You can also watch the videos you shot using your smartphone. However, there is one trick that this camera does. Once you capture a video, it saves two files. One is in original format, while the other is a very low resolution file, which is used for the preview on your smartphone. It is quite logical since it may take forever loading up the Full-HD video via wifi on your smartphone. Also, it is much easier to share the smaller file immediately on the social networks.
Screenshot 2015-03-15 16.40.53
The original files and the reduced size files are not divided into different folders neither in the app (which is actually the most annoying, because if you try to hit the original size file, you are greeted with a negative Chinese warning) nor on the Micro SD. I think this will be fixed very soon with a software update.
As far as the picture quality, it is not on par with the flagship smartphones, but it is still good for a sports action camera.

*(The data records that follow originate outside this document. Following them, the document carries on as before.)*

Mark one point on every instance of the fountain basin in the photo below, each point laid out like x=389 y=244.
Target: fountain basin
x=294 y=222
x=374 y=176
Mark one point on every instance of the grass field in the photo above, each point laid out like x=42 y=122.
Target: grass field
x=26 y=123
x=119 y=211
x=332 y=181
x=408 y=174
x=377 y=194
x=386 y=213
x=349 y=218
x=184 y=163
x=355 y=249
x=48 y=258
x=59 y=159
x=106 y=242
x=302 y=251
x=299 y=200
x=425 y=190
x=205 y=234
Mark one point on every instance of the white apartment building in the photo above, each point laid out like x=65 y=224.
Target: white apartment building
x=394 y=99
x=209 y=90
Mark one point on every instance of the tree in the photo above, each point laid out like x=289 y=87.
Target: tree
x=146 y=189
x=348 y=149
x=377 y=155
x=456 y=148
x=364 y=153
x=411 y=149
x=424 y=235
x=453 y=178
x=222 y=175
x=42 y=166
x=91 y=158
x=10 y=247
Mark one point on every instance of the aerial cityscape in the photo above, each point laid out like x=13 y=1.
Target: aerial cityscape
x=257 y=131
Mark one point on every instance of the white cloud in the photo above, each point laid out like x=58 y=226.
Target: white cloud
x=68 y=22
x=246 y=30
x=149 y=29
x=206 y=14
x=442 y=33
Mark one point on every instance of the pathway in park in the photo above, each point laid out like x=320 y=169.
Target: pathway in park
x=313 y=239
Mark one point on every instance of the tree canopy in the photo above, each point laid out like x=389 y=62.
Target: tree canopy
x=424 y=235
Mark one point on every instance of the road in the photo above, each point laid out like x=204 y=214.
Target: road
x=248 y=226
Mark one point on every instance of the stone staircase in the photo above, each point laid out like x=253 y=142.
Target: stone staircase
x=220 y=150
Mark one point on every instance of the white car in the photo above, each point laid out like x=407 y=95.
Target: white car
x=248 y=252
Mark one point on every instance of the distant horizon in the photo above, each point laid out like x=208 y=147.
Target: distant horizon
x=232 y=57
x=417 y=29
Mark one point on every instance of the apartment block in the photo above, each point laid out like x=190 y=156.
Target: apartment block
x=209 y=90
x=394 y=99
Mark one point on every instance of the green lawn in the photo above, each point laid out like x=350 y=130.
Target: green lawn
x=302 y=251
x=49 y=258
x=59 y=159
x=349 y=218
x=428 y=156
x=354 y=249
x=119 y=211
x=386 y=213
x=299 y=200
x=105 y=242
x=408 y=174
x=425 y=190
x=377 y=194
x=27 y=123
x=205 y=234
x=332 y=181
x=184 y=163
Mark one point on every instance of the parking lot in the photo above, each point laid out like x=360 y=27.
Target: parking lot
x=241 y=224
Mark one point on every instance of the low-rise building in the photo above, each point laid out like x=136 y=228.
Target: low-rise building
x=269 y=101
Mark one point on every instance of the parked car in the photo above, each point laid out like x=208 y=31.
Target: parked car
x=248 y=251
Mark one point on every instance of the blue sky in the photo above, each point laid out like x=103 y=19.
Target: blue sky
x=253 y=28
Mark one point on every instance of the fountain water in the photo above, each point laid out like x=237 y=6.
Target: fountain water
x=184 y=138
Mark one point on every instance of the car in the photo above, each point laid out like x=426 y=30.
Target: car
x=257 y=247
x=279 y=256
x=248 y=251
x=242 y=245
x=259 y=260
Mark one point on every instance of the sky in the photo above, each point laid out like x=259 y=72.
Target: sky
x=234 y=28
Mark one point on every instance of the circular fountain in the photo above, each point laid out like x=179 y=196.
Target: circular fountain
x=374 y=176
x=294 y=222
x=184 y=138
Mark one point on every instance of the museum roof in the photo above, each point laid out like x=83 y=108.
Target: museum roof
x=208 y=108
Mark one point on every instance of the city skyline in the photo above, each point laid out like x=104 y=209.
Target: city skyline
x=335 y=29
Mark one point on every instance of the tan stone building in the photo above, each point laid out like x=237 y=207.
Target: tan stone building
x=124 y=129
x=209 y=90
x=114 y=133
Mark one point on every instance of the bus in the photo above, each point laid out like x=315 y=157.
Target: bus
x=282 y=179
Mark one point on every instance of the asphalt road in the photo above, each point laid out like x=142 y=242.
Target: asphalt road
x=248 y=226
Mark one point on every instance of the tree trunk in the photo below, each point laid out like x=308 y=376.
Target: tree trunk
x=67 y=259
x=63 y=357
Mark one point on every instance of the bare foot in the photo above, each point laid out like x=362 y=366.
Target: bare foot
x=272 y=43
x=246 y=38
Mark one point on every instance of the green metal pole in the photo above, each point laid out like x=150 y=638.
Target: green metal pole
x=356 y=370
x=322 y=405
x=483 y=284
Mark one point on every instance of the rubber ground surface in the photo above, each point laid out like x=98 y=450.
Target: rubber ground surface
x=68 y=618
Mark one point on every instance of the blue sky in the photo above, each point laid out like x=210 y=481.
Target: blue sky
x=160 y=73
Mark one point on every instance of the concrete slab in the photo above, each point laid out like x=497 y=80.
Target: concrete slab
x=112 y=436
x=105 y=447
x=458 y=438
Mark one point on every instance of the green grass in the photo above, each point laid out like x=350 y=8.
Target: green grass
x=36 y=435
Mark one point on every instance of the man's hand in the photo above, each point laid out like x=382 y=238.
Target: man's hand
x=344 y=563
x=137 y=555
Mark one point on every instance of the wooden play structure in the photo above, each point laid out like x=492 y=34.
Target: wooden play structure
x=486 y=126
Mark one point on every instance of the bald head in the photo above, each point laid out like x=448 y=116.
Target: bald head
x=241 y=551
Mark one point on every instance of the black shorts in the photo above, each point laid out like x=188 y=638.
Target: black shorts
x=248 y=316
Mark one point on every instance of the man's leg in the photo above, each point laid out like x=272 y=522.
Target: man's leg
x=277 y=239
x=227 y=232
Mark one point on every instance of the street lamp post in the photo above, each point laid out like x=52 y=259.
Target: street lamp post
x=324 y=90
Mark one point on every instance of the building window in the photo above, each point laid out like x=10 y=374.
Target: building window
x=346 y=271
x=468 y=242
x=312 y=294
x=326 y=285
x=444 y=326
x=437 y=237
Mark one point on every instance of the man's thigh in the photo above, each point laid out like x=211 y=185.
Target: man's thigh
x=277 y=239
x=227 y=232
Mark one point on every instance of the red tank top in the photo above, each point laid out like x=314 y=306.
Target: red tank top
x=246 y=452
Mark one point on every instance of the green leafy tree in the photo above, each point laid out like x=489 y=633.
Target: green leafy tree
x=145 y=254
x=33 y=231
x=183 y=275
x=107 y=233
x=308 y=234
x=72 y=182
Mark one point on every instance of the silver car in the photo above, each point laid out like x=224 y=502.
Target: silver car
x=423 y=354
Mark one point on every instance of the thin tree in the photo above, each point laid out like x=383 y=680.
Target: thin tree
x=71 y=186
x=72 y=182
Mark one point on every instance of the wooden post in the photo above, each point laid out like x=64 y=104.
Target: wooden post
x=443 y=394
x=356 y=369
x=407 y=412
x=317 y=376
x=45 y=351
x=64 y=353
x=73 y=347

The major advantage for the camera is that has a much wider field of view, so you can fit much more in your shot. Also, you can just capture anything you see without the need to take out your smartphone.
The 16mp Sony’s CMOS sensor takes “You get what you see approach” as it captures true to life colours. Also, the camera snaps a decent amount of detail and the white balance is not bad either. All in all, I’m not saying it is the best shooter around, but has its own advantages. Also, it is quite fun taking pictures as it takes little to no effort.
As far as video recording quality, it is great, but not that good like  cameras of the flagship devices. The 1080p video seems to be smooth, the sensor is able to capture a decent amount of detail. Also, the colour reproduction is natural, with no visible artefacts. What is more, the white balance is being adjusted properly and quickly.
Please check out other video quality (different resolution and FPS) samples in our video review.
In conclusion, this was the first time ever I’ve reviewed the action camera. It was because I thought that is was not a useful gadget since you always have a smartphone around. However, after using it for some time I started loving it as it can be used for different purposes. The creativity options are endless here.
I liked the size of it, which makes it very portable to use. As far as design, yes, it takes a lot of inspiration from the GoPro cameras and it may become a direct competitor. However, the Chinese company offers its product for a much lower price. The official price in China is just $64, which is ridiculous. On the other hand, the resellers are quick to make business here as it would cost around $90 or $100 for the international customers.
What is more, the picture and video quality is good enough for the action sports camera. The flagship smartphone may win the head-to-head camera shoot-out, but I don’t see any significant drawbacks and all in all I’m glad with what the 16MP Sony’s CMOS sensor is capable of. The major advantage over the smartphone is the insane field of view (155 degrees), which is almost double of what the smartphone’s sensor can do.
The negative aspects should be also considered as there are some bugs within the application. Also, the viewfinder on the smartphone shows a laggy view from the camera’s sensor, so it may become annoying. Moreover, the battery life could be better as it died just after a few hours of intense usage, which included shooting videos, taking pictures, using the wifi etc. The battery can die even quicker if you use it only for shooting videos. If you do that, it would last you just around 30-40 mins.
I will update this review if I notice any significant improvements in any department after just received firmware update.
All in all, I still think it is a great action camera as it has a killer price tag and offers a good overall package, which is worth your attention.